Sparks have had a career that spans over 50 years and 25 studio albums. A group that’s thought of as “your favourite band’s favourite band”. They are a group that most of today’s generation won’t know, and they probably have had a hand in a record that you may love. From synth-pop to post-punk, from new wave to alternative, they have made their way through different genres and sub-genres. Sparks have inspired bands and artists like Nirvana, Beck, Pet Shop Boys, and New Order.
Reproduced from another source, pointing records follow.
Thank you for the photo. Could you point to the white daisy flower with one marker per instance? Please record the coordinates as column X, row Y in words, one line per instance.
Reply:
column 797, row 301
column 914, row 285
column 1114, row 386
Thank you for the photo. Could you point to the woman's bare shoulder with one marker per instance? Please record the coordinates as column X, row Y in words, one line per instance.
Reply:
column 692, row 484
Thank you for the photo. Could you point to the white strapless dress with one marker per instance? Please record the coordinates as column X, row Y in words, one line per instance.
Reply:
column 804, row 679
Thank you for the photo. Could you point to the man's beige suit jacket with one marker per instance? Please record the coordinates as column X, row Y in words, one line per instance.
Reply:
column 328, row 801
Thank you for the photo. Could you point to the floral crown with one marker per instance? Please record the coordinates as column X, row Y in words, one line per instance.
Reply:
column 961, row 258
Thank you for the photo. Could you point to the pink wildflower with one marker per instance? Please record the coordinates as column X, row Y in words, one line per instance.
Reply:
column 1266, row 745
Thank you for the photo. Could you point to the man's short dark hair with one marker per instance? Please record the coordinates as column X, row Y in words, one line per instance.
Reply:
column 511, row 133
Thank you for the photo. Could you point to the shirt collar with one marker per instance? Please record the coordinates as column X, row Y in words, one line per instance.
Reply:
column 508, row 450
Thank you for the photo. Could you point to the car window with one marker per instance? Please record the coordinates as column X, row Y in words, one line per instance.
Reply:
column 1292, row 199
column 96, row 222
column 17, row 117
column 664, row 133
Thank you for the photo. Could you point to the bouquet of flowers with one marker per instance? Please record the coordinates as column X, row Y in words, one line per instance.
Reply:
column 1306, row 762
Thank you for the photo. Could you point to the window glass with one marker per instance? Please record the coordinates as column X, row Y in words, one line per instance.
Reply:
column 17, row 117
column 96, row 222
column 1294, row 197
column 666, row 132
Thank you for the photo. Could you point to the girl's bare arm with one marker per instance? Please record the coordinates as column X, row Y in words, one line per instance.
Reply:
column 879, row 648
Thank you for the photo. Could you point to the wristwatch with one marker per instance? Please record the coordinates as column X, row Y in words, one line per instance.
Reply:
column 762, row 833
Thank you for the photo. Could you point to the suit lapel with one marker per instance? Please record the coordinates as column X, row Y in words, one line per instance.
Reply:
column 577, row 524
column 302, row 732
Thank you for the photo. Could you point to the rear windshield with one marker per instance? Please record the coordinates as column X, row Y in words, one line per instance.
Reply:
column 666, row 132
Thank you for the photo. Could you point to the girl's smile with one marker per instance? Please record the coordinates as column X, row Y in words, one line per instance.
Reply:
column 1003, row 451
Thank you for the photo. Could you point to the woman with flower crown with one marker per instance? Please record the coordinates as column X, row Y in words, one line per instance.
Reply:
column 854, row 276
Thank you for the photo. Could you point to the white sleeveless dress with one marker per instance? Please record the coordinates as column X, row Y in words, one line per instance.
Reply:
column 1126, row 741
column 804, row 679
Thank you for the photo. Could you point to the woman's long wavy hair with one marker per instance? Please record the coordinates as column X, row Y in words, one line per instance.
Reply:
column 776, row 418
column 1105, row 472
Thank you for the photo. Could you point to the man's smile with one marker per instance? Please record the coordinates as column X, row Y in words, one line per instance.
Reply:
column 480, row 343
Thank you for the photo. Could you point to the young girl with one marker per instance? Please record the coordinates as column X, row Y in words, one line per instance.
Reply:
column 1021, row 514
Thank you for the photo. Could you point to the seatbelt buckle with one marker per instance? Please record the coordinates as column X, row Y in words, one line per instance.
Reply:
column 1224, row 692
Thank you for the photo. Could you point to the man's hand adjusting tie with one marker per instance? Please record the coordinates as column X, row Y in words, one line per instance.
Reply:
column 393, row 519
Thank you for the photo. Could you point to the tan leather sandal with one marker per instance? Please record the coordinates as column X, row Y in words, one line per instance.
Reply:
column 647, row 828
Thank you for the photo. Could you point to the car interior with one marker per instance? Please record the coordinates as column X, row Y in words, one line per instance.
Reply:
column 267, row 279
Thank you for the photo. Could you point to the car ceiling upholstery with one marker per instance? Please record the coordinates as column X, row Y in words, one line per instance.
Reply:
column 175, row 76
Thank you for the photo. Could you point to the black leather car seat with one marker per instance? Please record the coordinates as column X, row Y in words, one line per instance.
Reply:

The band consists of brothers Ron and Russell, who grew up in 1960s Los Angeles listening to pop and bubble-gum pop music until the spotlight of a school talent show illuminated their way into a musical career. This documentary film uses different trinkets and styles to showcase the five decades that Sparks have been around. Edgar Wright uses various animations, straight to the lens interviews, and stock footage to tell the band’s stories. What is a music documentary without its fanatic commentators? The Sparks Brothers features a great range of commentators like Duran Duran, Jason Schwartzman, Fred Armisen, Flea, Thurston Moore, etc.
How Wright formulates his film showcases the band’s artistic brilliance and their unique weirdness. It shows how they grew and evolved musically, how they reinvented their sound album after album and record after record. Their regular style changes are admirable; not many artists could constantly change their tone and techniques and still deliver a superb body of work. The Sparks Brothers has quite a long runtime, yet you end up wanting to learn more about the band. Whether you are a fan or not, you will end up being enriched by the band’s legendary history, well-crafted and stylized by Edgar Wright.
The Sparks Brothers flourishes with great delight from start to finish. Although it is not a deep dive into their entire career, each subject that Wright touches on is with resounding acclaim and admiration. You see and feel the appreciation that he has for them with how he handles the film. The only thing that could have made this work better is the addition of Ron and Russell’s lives outside of the famous band and showcase their lives as individuals.
The Sparks Brothers truly delivers great moments with exciting interviews, well-crafted directing techniques, and genuinely great music. Edgar Wright’s documentary debut gets you wanting more of Sparks, and that is the best compliment one can give about a music documentary.
Fun Fact:
Mike Myers is interviewed in this documentary. In Edgar Wright’s previous film, Baby Driver (2017) a gag is made as one bank robber misinterprets “Michael Myers masks” (i.e. the killer from Halloween (1978)) as “Mike Myers masks”, specifically masks made off the face of Austin Powers. Wright called Myers and asked permission to make the joke and Myers readily accepted.